Cumhurbaşkanı Erdoğan, darbe yıllarının ülkenin, gözaltına alınıp en ağır işkencelerden geçirilen insanların, her biri zulüm makinesi olarak çalıştırılan cezaevlerinin, darağaçlarına gönderilen gençlerin acısıyla kavrulduğu bir dönemi ifade ettiğini kaydetti. Bugün artık herkesin 12 Eylül darbesinden önce ülkenin siyasi kamplara bölünmesi her gün onlarca insanın öldürülmesi gibi hadiselerin hiçbirinin kendi dinamiği içinde ortaya çıkmadığını bildiğini vurgulayan Cumhurbaşkanı Erdoğan, bu gelişmelerin hepsinin darbeye zemin hazırlamak ve toplumsal meşruiyet oluşturmak için yazılan bilinçli bir senaryonun ürünü olduğunu dile getirdi.

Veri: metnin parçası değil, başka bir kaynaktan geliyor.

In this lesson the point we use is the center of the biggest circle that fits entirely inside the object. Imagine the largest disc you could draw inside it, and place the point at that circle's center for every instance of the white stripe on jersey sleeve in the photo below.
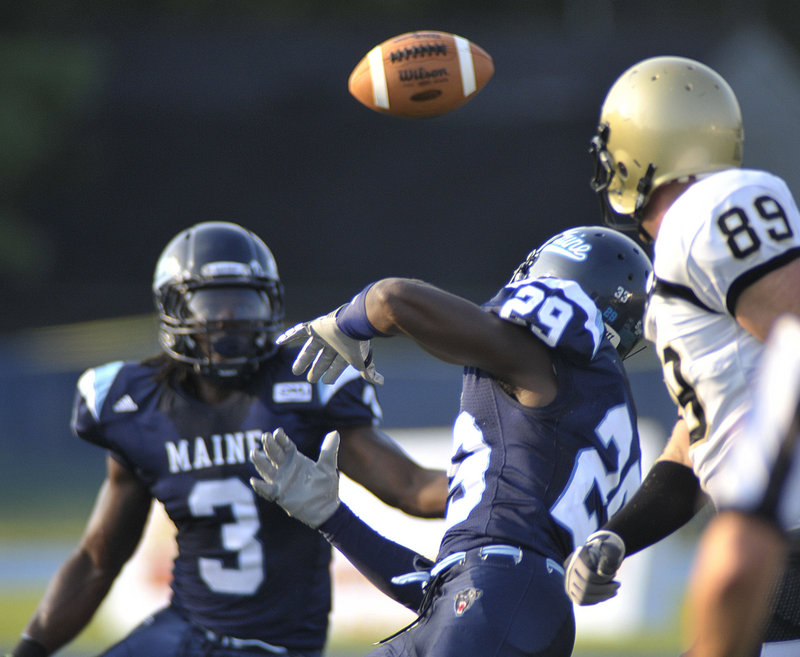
(95, 383)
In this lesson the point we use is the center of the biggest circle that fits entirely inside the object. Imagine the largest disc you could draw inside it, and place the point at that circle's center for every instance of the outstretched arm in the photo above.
(309, 491)
(84, 579)
(447, 326)
(372, 459)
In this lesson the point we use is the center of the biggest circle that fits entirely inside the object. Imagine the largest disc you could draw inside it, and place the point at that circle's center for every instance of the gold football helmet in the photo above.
(664, 119)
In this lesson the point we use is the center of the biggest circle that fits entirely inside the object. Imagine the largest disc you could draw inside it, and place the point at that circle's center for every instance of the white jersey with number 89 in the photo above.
(723, 233)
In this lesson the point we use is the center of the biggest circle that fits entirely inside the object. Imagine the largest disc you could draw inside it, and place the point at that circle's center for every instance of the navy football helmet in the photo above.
(219, 300)
(610, 267)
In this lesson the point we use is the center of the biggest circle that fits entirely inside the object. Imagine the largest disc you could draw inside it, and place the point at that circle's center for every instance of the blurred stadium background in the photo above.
(123, 122)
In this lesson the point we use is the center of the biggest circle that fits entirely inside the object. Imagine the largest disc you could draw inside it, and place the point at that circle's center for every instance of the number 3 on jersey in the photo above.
(238, 537)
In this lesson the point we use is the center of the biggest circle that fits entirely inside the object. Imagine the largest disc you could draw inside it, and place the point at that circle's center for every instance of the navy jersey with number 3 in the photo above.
(544, 478)
(237, 570)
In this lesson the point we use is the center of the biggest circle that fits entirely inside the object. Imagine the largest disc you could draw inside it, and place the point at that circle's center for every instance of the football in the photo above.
(420, 74)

Cumhurbaşkanı Erdoğan, aynı şekilde ‘ülke 70 sente muhtaç’ diye hafızalara kazınan ekonomik çöküntünün de darbeye giden yola özellikle döşenen taşlardan biri olduğunu belirterek, “Darbe haberi Washington’a ulaştığında birilerinin ‘Bizim çocuklar başardı’ demesi, 12 Eylül’ün gerisindeki karanlık yüzü ifade ediyordu. Hiç şüphe yok ki 15 Temmuz gecesi birileri yine aynı mekânlarda ‘Bizim çocuklar yine başardı’ demek için bekliyordu” dedi.
“EVİNİ GEÇİNDİRMEKTE ZORLANAN, GELECEĞİNDEN UMUDUNU KESEN BİR TOPLUM DARBEYE DİRENEMEZ”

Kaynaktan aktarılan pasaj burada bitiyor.